The ninth album from the Red Hot Chili Peppers, 2006’s Stadium Arcadium, is a massive buffet featuring everything the band does well—a two-hour, four-LP victory lap from one of the biggest bands in the land. After nearly 25 years of vacillating between being madcap funk-punkers, art-metal misfits, tender modern-rock balladeers, and psychedelically charged pop icons, the Red Hot Chili Peppers finally just threw it all into the stew and emerged with their first No. 1 album. With 28 tracks run that run the gamut from sensitive to sleazy, Stadium Arcadium is an embarrassment of riches for longtime Peppers fans. But there’s something here for every fan, no matter when they joined the Rockinfreakapotamus hive. Recorded at the same Laurel Canyon mansion where the group birthed its 1991 smash Blood Sugar Sex Magik, the 28 songs on Stadium Arcadium together play like a career-spanning anthology, even though it’s all new material.

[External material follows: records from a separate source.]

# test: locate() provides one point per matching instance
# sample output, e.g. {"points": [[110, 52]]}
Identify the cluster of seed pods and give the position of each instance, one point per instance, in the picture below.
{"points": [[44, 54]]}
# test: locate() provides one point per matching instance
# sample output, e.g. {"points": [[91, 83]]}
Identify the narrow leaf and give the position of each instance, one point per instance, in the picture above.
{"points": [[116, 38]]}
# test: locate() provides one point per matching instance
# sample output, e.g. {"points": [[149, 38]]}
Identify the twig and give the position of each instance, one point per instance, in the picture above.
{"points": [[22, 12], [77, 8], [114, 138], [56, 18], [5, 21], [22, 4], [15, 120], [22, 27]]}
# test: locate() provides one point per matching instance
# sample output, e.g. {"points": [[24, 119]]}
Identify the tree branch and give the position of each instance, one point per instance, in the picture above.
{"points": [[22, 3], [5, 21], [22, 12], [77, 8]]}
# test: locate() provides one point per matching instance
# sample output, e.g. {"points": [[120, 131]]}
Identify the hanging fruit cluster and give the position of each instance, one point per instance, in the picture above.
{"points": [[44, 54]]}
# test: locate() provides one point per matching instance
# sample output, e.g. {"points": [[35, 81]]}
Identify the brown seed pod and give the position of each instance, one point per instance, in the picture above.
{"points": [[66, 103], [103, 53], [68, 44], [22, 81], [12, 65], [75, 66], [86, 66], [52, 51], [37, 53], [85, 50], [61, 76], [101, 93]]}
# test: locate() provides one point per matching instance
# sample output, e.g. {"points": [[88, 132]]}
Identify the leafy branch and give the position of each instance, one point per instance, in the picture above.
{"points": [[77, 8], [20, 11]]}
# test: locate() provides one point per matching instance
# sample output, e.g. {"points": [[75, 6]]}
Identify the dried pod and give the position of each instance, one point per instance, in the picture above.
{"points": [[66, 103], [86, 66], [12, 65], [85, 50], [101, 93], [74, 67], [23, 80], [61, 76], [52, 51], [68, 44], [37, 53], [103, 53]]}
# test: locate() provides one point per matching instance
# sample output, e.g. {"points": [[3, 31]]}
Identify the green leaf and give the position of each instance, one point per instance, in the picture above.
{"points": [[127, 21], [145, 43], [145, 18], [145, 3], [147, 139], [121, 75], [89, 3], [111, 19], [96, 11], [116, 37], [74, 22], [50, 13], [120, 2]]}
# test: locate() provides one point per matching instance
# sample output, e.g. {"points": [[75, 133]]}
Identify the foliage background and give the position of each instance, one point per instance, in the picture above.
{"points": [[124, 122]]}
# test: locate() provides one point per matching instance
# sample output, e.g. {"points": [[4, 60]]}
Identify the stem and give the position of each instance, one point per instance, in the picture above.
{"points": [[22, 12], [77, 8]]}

The Peppers had spent 1999’s Californication and 2002’s By the Way surfing the airwaves with modern-rock anthems that prioritized melody over rump-shaking. But Stadium Arcadium songs like the horn-soaked “Hump de Bump,” the Funkadelic-tinged “She’s Only 18,” and the cartoony “Storm in a Teacup” (with its response call of “Whoop-tay-whoop-tay-get-ta-galla-goop-tay”) could have been spawned from the 1985 Freaky Styley sessions with George Clinton. Meanwhile, “Charlie” and “Warlocks”—the latter of which features legendary soul sideman Billy Preston on clavinet—sound like the taut grooves of the Blood Sugar era. And were it not for John Frusciante’s trademark harmonies, the S&M-metal crunch of “Torture Me” and “Readymade” could have been outtakes from 1995’s chugging One Hot Minute. There are quieter moments here, of course. The gentle love song “Hard to Concentrate” and the folk-centric “If” are some of the most sensitive ballads these party animals have ever produced. But much of Stadium Arcadium finds the band perfecting an approach that had allowed them to spend the early 2000s filling stadiums: loose grooves, huge choruses, and songs that tackle survival and rebirth—an approach that yielded such Stadium hits as “Dani California,” “Tell Me Baby,” and “Snow (Hey Oh).” By 2006, the Chili Peppers had been through a dizzying amount of changes in sound. Stadium Arcadium puts them all under one stomping, swooning, soaring, shimmying roof.